O Alegre Hotel, na vila do Luso, comemora, na próxima sexta-feira, 14 de maio, «90 anos de atividade em hotelaria e restauração». Fundado em 1931, por Maria Hermínia Rosa e Augusto Duarte Alegre, «foi desde então gerido pela família, que hoje se orgulha de chegar a esta bela idade como uma das mais marcantes unidades hoteleiras de Luso e Bussaco», sublinha o diretor do espaço, Nuno Alegre, que se congratula por, neste momento, as reservas começarem a fazer parte do dia-à-dia, depois de um longo período numa «travessia do deserto». «Para este fim-de-semana até já fechei datas em algumas operadoras. Estamos cheios», sublinha.

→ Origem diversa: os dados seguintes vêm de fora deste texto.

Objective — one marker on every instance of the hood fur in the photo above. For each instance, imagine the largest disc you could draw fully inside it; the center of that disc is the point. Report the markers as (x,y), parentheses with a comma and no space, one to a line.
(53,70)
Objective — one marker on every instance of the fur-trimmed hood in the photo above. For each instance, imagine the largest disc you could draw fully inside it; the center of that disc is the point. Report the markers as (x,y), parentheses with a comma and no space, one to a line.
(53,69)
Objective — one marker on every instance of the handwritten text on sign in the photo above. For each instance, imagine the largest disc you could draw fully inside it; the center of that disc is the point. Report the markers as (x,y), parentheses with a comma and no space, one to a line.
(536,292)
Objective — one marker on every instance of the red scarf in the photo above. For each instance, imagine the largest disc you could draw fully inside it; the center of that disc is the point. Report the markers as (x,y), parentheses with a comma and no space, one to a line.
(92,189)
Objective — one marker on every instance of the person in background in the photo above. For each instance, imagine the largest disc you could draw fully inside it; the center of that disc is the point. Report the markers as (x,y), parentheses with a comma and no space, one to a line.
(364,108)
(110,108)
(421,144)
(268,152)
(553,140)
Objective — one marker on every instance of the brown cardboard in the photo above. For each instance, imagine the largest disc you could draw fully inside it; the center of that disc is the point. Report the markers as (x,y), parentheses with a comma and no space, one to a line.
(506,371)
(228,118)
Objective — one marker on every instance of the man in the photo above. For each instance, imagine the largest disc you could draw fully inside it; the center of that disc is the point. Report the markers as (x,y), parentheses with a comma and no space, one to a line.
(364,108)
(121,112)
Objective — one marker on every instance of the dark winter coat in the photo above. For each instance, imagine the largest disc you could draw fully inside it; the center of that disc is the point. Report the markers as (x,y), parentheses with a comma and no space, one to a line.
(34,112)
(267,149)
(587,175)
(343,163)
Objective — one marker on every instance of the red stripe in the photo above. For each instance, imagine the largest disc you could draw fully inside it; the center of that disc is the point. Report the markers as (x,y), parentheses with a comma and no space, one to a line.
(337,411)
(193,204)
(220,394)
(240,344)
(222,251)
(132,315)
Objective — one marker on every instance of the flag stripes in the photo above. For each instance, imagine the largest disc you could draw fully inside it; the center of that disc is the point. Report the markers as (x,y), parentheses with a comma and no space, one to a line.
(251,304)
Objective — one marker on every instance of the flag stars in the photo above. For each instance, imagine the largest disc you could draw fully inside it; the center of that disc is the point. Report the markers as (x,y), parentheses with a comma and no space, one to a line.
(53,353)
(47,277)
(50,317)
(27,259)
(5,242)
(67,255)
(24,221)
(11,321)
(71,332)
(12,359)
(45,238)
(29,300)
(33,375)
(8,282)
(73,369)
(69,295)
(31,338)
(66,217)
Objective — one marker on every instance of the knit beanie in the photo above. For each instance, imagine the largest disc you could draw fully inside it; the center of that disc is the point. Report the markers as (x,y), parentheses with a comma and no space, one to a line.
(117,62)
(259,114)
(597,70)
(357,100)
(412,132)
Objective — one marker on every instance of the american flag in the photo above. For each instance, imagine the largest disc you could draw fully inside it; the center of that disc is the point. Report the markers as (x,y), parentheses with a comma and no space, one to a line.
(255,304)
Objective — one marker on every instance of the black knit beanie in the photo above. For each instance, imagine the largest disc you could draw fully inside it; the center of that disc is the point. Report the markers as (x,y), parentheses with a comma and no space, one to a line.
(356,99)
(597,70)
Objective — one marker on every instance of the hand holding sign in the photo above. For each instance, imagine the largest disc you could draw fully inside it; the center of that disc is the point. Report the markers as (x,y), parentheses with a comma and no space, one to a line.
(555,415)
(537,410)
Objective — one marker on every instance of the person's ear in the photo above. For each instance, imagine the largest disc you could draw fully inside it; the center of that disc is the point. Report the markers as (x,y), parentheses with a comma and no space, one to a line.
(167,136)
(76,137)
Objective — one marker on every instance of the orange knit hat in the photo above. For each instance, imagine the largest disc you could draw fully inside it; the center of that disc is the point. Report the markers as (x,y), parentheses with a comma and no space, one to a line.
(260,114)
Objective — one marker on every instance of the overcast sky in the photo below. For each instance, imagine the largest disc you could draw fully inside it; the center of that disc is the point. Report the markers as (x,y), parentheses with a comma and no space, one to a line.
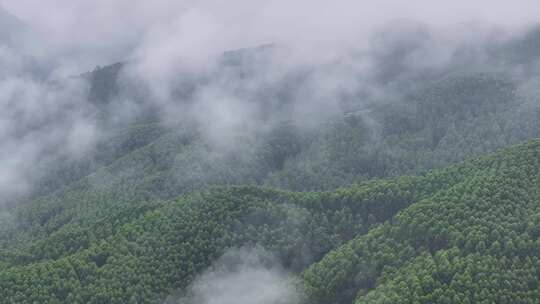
(99,31)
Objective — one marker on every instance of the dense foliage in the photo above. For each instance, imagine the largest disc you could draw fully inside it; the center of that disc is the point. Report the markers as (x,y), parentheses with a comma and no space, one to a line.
(475,216)
(391,200)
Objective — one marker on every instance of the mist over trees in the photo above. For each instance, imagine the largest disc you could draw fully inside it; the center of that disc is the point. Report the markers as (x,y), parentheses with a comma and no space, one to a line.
(213,154)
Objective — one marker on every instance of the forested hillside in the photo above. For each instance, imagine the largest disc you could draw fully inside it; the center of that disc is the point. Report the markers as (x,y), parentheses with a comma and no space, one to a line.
(465,233)
(405,172)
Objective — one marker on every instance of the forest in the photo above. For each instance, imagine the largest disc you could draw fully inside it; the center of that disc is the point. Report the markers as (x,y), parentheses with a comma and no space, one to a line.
(421,186)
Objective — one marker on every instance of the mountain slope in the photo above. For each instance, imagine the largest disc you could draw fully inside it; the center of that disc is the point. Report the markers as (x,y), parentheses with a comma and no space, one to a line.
(144,254)
(473,242)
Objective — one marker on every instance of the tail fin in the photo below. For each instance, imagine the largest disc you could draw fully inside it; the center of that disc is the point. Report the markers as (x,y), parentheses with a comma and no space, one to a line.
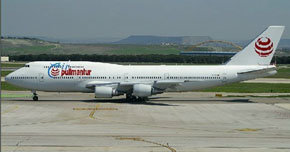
(261,50)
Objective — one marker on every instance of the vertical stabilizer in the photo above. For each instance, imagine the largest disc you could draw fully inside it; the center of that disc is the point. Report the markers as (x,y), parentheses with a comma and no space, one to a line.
(261,50)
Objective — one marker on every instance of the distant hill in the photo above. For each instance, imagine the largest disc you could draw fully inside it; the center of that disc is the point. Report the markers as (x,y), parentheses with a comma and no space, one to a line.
(284,43)
(149,40)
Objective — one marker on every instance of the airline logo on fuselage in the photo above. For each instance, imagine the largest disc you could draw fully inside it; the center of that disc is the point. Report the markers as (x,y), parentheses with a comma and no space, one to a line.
(58,69)
(264,46)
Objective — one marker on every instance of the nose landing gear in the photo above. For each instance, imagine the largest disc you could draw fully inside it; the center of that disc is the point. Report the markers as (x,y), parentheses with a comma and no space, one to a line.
(35,97)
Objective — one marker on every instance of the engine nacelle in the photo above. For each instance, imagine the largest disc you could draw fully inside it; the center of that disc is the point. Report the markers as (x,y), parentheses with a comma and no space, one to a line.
(105,92)
(142,90)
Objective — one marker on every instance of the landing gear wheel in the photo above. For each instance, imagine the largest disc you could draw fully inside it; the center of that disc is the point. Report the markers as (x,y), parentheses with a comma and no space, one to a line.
(35,98)
(130,97)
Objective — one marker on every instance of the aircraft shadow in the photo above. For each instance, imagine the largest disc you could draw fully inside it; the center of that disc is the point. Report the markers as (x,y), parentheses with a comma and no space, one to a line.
(124,101)
(208,100)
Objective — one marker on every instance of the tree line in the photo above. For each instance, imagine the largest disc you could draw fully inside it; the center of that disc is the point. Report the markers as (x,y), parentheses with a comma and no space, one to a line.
(136,58)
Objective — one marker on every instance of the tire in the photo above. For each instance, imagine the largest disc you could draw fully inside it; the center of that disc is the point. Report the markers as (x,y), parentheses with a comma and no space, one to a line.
(35,98)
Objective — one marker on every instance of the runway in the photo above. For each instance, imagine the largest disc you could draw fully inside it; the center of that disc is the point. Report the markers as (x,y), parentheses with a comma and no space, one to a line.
(168,122)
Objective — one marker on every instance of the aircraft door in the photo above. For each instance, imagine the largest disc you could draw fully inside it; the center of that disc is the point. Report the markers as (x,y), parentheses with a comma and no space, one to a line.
(41,77)
(166,76)
(126,77)
(224,77)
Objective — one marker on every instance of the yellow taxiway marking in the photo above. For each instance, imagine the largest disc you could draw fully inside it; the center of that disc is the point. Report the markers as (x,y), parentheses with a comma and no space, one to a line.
(95,109)
(147,141)
(248,129)
(9,110)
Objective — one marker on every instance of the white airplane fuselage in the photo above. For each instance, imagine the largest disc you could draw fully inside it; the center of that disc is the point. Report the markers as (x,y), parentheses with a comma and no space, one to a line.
(141,81)
(75,76)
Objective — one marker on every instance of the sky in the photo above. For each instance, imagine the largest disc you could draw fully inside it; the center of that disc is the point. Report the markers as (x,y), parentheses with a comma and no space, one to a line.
(220,19)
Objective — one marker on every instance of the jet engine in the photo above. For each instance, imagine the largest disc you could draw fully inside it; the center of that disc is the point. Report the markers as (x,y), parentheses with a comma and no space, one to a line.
(142,90)
(105,92)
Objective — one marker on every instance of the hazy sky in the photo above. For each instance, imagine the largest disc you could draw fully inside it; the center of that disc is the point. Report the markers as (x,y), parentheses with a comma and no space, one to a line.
(221,19)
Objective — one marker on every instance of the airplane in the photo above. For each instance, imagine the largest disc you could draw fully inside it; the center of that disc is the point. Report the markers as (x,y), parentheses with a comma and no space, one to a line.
(138,82)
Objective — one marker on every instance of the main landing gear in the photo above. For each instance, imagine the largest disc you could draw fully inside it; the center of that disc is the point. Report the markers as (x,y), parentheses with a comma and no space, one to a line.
(35,97)
(131,98)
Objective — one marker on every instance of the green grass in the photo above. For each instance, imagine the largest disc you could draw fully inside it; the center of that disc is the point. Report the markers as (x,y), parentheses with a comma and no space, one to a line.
(140,50)
(279,96)
(9,87)
(282,73)
(12,65)
(251,88)
(5,73)
(15,95)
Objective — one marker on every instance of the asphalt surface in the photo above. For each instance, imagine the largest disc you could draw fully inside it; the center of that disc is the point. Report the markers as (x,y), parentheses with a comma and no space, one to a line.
(168,122)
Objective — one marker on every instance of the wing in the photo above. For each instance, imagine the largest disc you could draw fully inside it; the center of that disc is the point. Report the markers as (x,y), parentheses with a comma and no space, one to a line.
(161,85)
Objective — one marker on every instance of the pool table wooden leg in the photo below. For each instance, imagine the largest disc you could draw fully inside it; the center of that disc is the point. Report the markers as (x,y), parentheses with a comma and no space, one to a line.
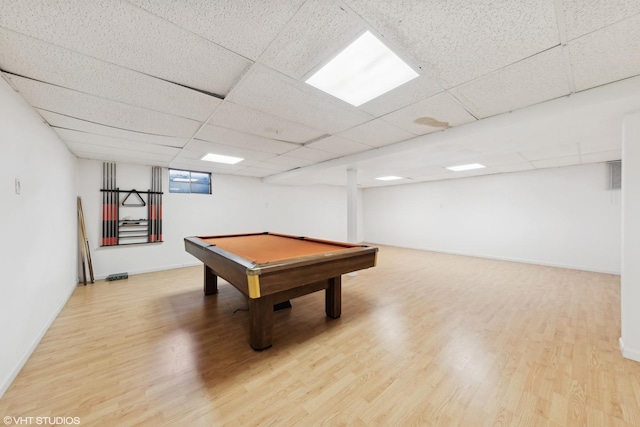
(261,322)
(333,297)
(210,281)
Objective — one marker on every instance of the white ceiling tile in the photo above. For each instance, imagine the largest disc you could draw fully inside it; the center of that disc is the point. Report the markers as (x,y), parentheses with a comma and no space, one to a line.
(256,171)
(604,156)
(266,90)
(202,166)
(585,16)
(592,56)
(73,136)
(196,148)
(49,63)
(561,150)
(536,79)
(431,115)
(244,140)
(59,121)
(140,40)
(273,167)
(409,93)
(311,154)
(457,41)
(110,156)
(515,167)
(291,162)
(335,144)
(114,153)
(499,159)
(219,20)
(259,123)
(556,162)
(376,133)
(319,31)
(102,111)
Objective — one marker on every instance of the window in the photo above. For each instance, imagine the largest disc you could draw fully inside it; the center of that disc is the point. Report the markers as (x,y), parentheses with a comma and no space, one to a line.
(189,182)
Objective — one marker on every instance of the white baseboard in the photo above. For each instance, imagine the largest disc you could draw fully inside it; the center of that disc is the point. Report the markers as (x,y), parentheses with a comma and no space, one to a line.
(629,353)
(27,354)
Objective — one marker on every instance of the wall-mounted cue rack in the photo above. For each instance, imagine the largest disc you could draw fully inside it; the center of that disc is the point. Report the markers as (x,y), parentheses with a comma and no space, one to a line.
(128,230)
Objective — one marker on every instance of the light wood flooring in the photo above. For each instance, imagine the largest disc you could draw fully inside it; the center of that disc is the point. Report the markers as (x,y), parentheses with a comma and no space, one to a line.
(424,339)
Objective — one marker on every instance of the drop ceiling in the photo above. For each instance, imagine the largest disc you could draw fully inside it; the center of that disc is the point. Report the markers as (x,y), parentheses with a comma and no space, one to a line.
(512,84)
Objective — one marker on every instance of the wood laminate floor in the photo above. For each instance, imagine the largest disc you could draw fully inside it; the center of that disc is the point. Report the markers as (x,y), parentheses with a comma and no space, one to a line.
(424,339)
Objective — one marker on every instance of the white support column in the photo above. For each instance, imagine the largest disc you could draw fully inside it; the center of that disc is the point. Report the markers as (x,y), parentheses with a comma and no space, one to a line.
(630,279)
(352,205)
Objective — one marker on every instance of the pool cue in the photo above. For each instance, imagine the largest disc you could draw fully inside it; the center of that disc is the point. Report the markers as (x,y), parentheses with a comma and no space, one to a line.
(103,203)
(81,250)
(114,200)
(159,204)
(86,239)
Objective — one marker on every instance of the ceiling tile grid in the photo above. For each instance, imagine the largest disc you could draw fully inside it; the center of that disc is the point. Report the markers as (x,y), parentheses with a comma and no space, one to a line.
(100,110)
(266,90)
(59,121)
(430,115)
(458,41)
(219,20)
(320,30)
(123,80)
(244,140)
(376,133)
(582,17)
(118,32)
(533,80)
(34,59)
(593,56)
(337,145)
(259,123)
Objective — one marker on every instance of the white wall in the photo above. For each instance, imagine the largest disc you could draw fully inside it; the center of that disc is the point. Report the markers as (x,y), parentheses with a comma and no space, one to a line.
(630,286)
(237,205)
(562,217)
(38,227)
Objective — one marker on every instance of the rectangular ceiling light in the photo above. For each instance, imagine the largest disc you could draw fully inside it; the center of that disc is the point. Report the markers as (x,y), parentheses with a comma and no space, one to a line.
(389,178)
(222,159)
(466,167)
(362,71)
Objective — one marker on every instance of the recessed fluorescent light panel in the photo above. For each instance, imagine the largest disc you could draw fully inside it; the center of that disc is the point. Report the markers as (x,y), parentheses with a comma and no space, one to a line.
(362,71)
(222,159)
(466,167)
(389,178)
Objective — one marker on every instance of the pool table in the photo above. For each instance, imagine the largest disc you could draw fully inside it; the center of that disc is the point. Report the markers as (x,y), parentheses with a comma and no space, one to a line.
(271,268)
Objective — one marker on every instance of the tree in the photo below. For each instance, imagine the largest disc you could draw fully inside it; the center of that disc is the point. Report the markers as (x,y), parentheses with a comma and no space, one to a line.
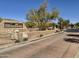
(30,24)
(41,16)
(63,23)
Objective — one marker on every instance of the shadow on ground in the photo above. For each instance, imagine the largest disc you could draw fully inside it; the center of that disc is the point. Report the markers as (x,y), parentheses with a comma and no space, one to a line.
(72,40)
(74,35)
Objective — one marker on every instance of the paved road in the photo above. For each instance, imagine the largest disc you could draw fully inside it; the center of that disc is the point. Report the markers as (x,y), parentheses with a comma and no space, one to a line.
(53,46)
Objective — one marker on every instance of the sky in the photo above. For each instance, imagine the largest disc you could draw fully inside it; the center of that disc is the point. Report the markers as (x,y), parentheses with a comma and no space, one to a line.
(17,9)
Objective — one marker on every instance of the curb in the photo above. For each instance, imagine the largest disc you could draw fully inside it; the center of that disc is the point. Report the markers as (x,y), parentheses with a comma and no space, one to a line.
(18,45)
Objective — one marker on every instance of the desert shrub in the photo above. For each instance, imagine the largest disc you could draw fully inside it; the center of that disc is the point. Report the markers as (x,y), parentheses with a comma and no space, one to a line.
(17,41)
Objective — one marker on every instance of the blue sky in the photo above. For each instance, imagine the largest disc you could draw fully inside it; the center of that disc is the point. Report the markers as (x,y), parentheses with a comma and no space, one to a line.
(17,9)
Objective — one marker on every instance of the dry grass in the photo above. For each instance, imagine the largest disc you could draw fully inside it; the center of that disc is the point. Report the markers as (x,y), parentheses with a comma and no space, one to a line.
(34,34)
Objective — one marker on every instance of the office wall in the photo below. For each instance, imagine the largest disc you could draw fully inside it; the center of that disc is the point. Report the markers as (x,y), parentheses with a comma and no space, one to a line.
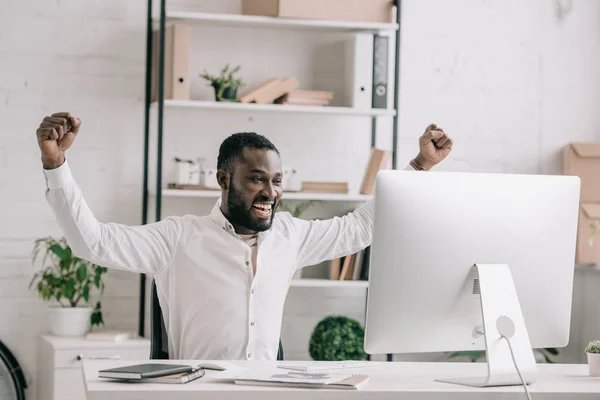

14 de maio de 1931 foi dia da Ascensão e a tradição «impunha» ser o dia dos negócios sazonais da estância termal na vila do Luso reabrirem depois de um longo Inverno sem turistas nem termalistas. 90 anos depois a história quer repetir-se, com o feriado municipal do concelho da Mealhada, conhecido pela «Romaria da Ascensão», a querer marcar o retorno à atividade hoteleira normal, depois de um ano complicado devido aos períodos agudos da pandemia por covid-19.

«Foi um ano difícil em que, em determinadas alturas, não tivemos um único cliente. O Verão foi bom, mas reduzimos muito a capacidade de ocupação, porque optamos sempre por os quartos ficarem em “quarentena”, 24 horas antes dos funcionários irem limpar e mais 24 horas antes do cliente entrar. Foi uma salvaguarda à saúde dos clientes e do nosso pessoal que correu muito bem, uma vez que não tivemos casos», explicou Nuno Alegre, garantindo que, neste momento, «os níveis de reserva estão a crescer muito próximo do que se seria de esperar para esta altura, sendo o Luso um destino sazonal». De Braga a Lisboa, os pedidos chegam de vários pontos para as próximas semanas. «Para os meses de julho, agosto e setembro as reservas estão mais tímidas, porque se sente ainda o medo das pessoas em arriscar marcarem férias ou visitas para um período tão distante», explica o diretor do Alegre Hotel.

Atualmente a unidade hoteleira, classificada como Hotel de 3 estrelas, continua a primar pela inovação e por acompanhar as tecnologias e o conforto contemporâneo sem descurar a responsabilidade histórica, uma vez que ocupa o antigo palácio do Marquês da Graciosa em Luso. «Este palacete construído em 1859 foi, desde 1889-1890, adaptado à função de hotel, por várias gerações de industriais de hotelaria dos quais se destaca o suíço Paul Bergamim, que depois de por lá passar, acabou por ser o fundador e primeiro concessionário do famoso Palace Hotel do Bussaco», explica Nuno Alegre, o mentor de um núcleo museológico dentro do Alegre Hotel, acessível aos clientes, e que contém «autênticas e raras antiguidades ligadas aos primórdios das viagens com motivação turística e ao conceito vitoriano de Globe Trotter».